Steven PalmerHistory professor Steven Palmer’s book on Medicine and Public Health in Latin America has won an award from the American Association for the History of Medicine.

History professor’s latest book honoured with award

Calling it “an extremely ambitious feat” of scholarship, the American Association for the History of Medicine has honoured a book co-authored by UWindsor history professor Steven Palmer.

Dr. Palmer, Canada Research Chair in History of International Health from 2006 to 2016, and co-author Marcos Cueto of the Instituto de Estudios Persuanos in Lima, Peru, received the 2017 George Rosen Prize for their book Medicine and Public Health in Latin America: A History.

The prize recognizes an outstanding book, article, essay, edited volume, museum exhibition, film or other significant contribution to the history of public health or social medicine.

In announcing the selection, committee chair David Barnes predicted that the book will have a transformative effect on the historical understanding of public health in Latin America, and will establish a new template for the study of the global South more generally.
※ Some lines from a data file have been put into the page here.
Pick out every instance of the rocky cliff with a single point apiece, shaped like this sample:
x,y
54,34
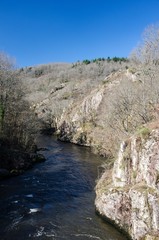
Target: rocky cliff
x,y
128,195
“Cueto and Palmer have pulled off an extremely ambitious feat in critically synthesizing a vast array of secondary (and some primary) sources covering more than five hundred years and more than forty countries,” he wrote. “In particular, their foundational concepts ‘health in adversity’ and ‘culture of survival’ will stand as models for scholars in a variety of related fields.”

Palmer says the two endeavoured to synthesize work in individual countries and bring it to the emerging global history of medicine, making this “high-profile prize from the world’s premier association a perfect cap to that project.”